“Are at a truck stop on I-70 between Greenville and Effingham,” I growled.
“Good. Trista is waiting at your clubhouse. I’ll call you on Monday.”
The black sedan shot forward, and I stumbled in my effort to hop out of the path. Demetri waved at the enforcers and got inside. The mobsters broke up Damien and Mak’s scuffle and assisted the former toward his brother’s sedan.
“Good seeing you, boy.” Damien grinned, before ducking inside.
“We need to move,” I raised my voice so Mak would stop chasing the sedans. It wasn’t like he was going to do any damage on foot!
When I turned, Easy was doing the thousand-yard stare that I’d seen so much of in the war.
“Now, soldier!” I roared, and he twitched out of it.
Chapter 22
Daisy
I wasn’tsure I’d have the strength to lift my hand and open the doors when I arrived, hell, I could barely see with the tears burning my eyes. I became aware of sirens, so many sirens in the distance.
They stunned me for a moment, and I stood there with my eyes closed as the sound grew closer. The roar of motorcycles raced toward me from the opposite direction and all the tears broke free. They were two sounds I’d grown to hate. Two sounds that always changed my world, and it was never for the good when they merged into a chorus like this.
“Daisy!” Carl roared.
I opened my eyes and stared at him through the wisps of long curls that blew around my face. The gravel around us crunched as police cruisers flooded the lot. I gasped as Eric and Mak Miller jerked open the doors of the moving trailer.
I didn’t get close enough to see inside, I was afraid to. I kept my gaze trained on my nephew while my heart slowly started to break for Mak. He’d dropped at the door after a single look inside. The man was currently clutching his mouth, his cheeks and the back of his neck were lobster red.
Eric dipped inside as police raced past me.
“Sir! Eric, get back,” the sheriff yelled.
“She’s alive!” he called, and I couldn’t help it, I clutched at Carl and started to cry again.
“Oh my God.” I started to chant as I buried my face in his chest.
He hugged me and turned toward Steel Cages like he meant to walk me away from it all.

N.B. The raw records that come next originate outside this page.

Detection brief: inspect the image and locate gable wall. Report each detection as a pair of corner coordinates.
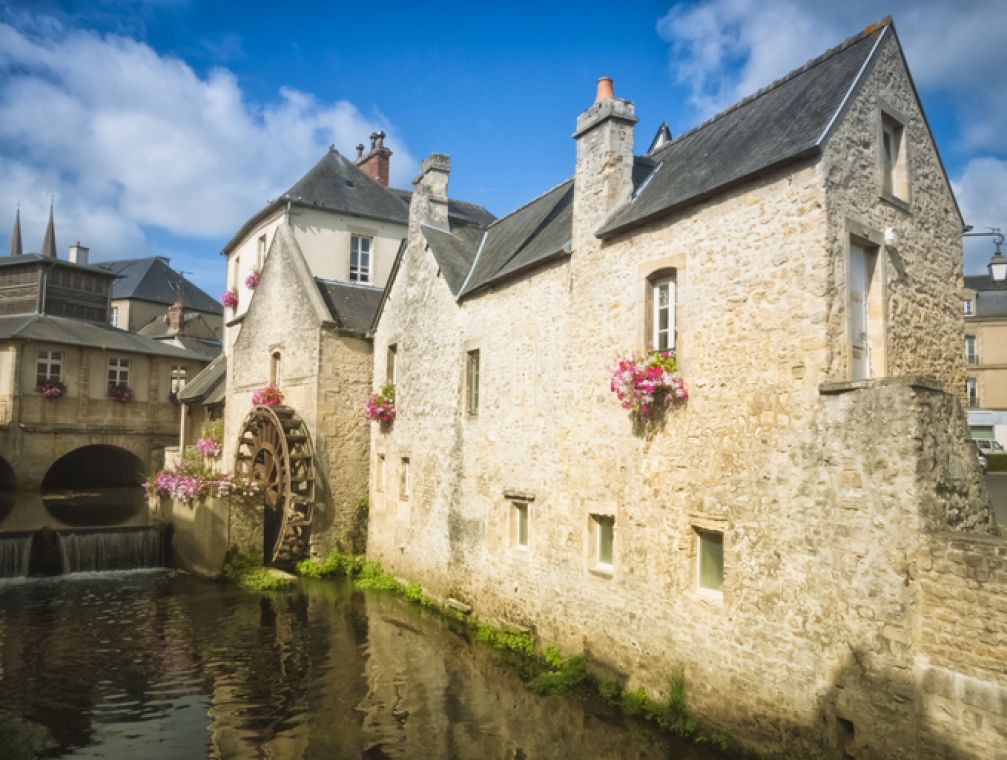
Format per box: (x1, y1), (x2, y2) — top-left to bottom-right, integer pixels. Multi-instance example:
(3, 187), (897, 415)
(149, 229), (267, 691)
(823, 31), (965, 392)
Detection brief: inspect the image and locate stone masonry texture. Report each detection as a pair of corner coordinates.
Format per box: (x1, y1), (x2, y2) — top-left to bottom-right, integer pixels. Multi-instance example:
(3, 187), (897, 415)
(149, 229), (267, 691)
(368, 29), (1007, 760)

“What are you doing? I’m not going anywhere!”
“Daisy,” he clipped, jerking my arm until my eyes flew up to his.
They were gentle and yet, the message in them was unmistakable.
“You’re scared of what shape she’s in.”
“She’s been held captive. She ain’t gonna be the same, Babe. Nobody is after an experience like that. Best to give her and them some space–”

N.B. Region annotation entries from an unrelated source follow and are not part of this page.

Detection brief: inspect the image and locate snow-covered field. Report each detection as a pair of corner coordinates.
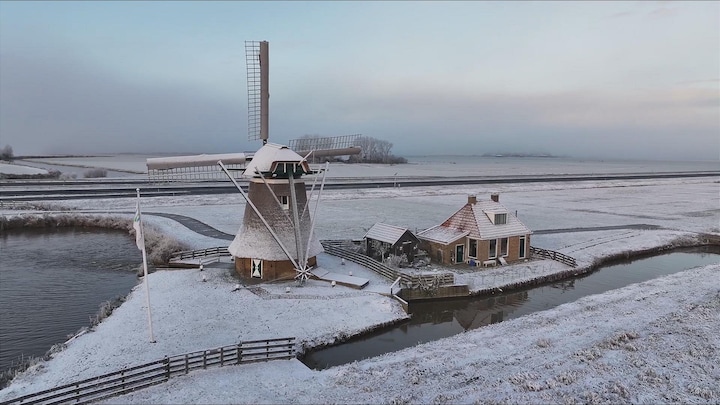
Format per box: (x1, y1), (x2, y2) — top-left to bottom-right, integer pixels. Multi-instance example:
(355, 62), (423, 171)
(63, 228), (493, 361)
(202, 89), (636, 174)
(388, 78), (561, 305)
(0, 161), (47, 174)
(0, 159), (720, 403)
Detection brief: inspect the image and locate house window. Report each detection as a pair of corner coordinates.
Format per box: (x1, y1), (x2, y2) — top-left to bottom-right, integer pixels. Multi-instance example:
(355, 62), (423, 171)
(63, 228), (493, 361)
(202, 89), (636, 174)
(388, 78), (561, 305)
(455, 245), (465, 263)
(468, 239), (477, 259)
(488, 239), (497, 259)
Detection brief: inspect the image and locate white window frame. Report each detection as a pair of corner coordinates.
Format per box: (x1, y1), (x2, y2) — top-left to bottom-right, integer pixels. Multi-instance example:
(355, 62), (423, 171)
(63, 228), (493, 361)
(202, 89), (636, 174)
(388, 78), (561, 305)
(278, 195), (290, 210)
(454, 243), (467, 264)
(488, 239), (497, 259)
(467, 238), (480, 259)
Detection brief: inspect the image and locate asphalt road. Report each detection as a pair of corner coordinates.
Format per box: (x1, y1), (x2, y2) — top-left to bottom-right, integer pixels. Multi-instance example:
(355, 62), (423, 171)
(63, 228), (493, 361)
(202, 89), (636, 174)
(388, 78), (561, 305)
(0, 171), (720, 201)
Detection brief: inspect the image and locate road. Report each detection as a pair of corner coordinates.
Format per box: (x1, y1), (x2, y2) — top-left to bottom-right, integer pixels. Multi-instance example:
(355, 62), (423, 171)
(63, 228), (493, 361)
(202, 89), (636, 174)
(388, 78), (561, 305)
(0, 171), (720, 201)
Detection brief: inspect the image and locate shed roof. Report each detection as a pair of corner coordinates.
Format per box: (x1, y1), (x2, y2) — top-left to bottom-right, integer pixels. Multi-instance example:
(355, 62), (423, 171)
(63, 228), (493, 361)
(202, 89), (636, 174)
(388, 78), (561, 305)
(363, 222), (414, 245)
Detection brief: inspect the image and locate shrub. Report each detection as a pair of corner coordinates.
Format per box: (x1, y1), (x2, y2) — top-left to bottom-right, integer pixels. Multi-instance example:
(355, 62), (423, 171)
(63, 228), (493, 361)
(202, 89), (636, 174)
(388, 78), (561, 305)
(0, 145), (15, 160)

His words cut off when a feral scream split the air and kept right on sounding from within the moving trailer. It started to rock and we could all hear something banging around inside. Despite his insistence that space was needed, Carl, along with every uniformed officer on the lot raced toward the moving truck all over again. Carl shoved the sheriff out of the way and climbed inside.
“Hey,” someone with authority barked from behind us.
I hadn’t even realized I was running with them, until I was struggling to climb in after them. Demon and Mak Miller started wrestling with the police to keep them at bay behind me, but I didn’t have time for that.
“Everybody, stay calm. Everybody, stay calm, please,” the Sheriff was pleading.
They could take me to jail if they wanted. Trista was dangling in Eric’s military-style restraint hold, wearing only a dingy, sports bra and a pair of underwear. She was wailing and flinging about in Eric’s arms with no real direction. She’d losta considerable amount of weight. Even her knee bones were prominent, I noticed, as she bent one and flailed the other. Her foot caught leverage, sending them off one side of the trailer and crashing into the other.
The girl was hooded and try as he might, he couldn’t keep her from hurting them both long enough to get the damned thing off her.